Condition: As if Nicole herself had owned it
Browse eBay for old Renaults right now and you will find what is surely a disproportionate number of old Renault 5s and Clios for sale.
For cars that have all but disappeared from the roads – even pre-facelift second-generation Clios are rare these days, let alone their predecessors – it’s reassuring that there are enough for sale around the country that anyone in the market might have a genuine choice.
It’s also confusing. Why, all of a sudden, are people selling their small Renaults? Perhaps they’re buoyed by the increasing values of their sportier counterparts: Hagerty of course included the Renault 5 Turbo in our 2021 Bull Market list, and the Clio Williams in our 2022 Bull Market. When you can’t afford the hot ones, it’s logical to look just a little further down the range.
It gives us something to ponder, anyway, while we take a look at this week’s Unexceptional Classified, a 1994 Renault Clio 1.2 RN, for sale in Lymington with a price tag of £3250.
The RN, if you’re familiar with your 1990s Renault trim lines, was one notch up from the bottom of the Clio range. The RL below it had the truly Unexceptional specification, with simple hubcaps for its steel wheels rather than the RN’s full wheeltrims, it had no power steering, and just two speakers for its radio cassette player.
RNs got power steering as standard, a full four speakers for its own radio-cassette, and while like the RL it lacked a driver’s side airbag, it was at least on the options list.
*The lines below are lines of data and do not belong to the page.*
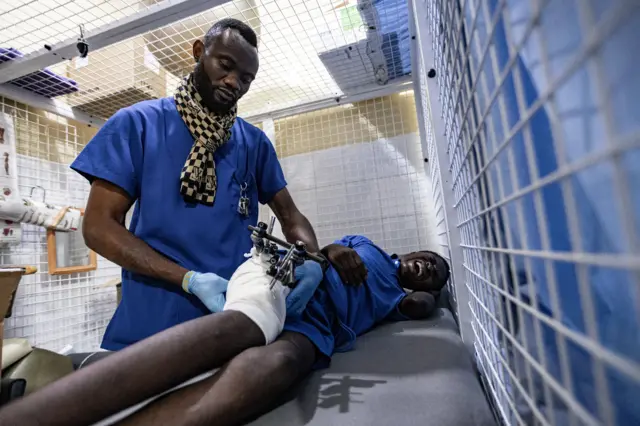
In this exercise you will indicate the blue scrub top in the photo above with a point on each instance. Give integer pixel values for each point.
(142, 149)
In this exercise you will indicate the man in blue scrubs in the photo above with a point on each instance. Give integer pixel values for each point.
(196, 174)
(254, 378)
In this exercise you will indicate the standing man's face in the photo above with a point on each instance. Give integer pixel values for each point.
(225, 70)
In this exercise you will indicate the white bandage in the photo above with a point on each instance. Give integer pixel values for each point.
(249, 293)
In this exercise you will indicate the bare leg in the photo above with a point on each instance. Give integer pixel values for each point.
(247, 386)
(138, 372)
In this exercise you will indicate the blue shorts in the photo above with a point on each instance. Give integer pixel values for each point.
(316, 324)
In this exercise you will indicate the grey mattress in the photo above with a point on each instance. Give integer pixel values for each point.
(401, 374)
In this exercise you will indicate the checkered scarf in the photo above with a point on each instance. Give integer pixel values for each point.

This car doesn’t have it, but it does still have a full complement of the RN-specific ‘Starfish’ five-spoke wheel trims, which is quite an achievement for a car rapidly approaching its 30th year.
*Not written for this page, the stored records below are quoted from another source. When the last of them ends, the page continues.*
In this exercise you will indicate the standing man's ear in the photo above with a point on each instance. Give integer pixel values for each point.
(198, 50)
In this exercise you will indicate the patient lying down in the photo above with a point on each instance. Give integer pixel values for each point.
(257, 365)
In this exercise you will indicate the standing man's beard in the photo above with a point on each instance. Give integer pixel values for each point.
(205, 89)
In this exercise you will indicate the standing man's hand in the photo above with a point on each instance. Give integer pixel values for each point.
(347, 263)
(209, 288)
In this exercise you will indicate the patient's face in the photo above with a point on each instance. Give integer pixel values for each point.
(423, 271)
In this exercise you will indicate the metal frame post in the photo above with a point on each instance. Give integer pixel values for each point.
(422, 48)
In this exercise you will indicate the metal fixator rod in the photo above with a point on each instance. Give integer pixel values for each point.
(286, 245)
The colour we’re struggling to identify; perhaps it’s faded over time, or just the gloomy British weather taking the pop out of Renault’s Corfu Blue, which looks a great deal more vivid in the brochure.
The engine is an easier call: as the 1.2, it’s a simple oversquare four-cylinder overhead camshaft ‘Energy’ unit making 60bhp – not to be confused by the undersquare 1.2-litre ‘DIET’ engine that arrived with the Clio’s final facelift, offering the same power but more torque and a few more mpg into the bargain.
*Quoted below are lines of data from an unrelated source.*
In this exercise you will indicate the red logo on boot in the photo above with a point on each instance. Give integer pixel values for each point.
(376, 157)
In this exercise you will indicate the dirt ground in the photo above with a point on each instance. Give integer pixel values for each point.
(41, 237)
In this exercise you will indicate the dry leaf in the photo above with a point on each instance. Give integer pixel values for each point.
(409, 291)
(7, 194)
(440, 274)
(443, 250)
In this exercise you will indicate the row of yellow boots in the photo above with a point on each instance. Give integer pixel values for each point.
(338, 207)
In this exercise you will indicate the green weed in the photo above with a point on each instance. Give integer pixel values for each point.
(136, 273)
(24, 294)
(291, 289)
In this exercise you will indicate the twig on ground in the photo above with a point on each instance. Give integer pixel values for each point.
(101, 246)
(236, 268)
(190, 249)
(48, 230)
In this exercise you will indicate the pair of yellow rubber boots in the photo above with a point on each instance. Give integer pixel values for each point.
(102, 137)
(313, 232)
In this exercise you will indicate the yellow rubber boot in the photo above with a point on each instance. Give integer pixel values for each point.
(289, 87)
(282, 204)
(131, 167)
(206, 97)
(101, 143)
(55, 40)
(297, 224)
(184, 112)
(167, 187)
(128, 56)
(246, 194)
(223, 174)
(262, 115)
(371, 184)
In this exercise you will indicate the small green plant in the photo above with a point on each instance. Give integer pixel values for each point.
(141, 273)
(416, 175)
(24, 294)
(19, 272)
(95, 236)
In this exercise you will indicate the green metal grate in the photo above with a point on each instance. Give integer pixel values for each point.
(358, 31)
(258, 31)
What shouldn’t cause any confusion is the Clio’s condition. It’s done a modest 55,000 miles and the selling dealer notes a service history with 17 stamps and plenty of invoices. Covered numberplates mean we can’t do the usual MOT history check, but hopefully the exterior and interior condition (check out those colourful ‘Flamme’-trimmed seats) are reflected underneath.
This still all begs the question as to why there are so many other Clios and Renault 5s up for sale right now, though few of them are quite as tidy as this one. Whatever the reason, the choice can only be good news for Renault fans hunting for this year’s wheels to the Festival of the Unexceptional.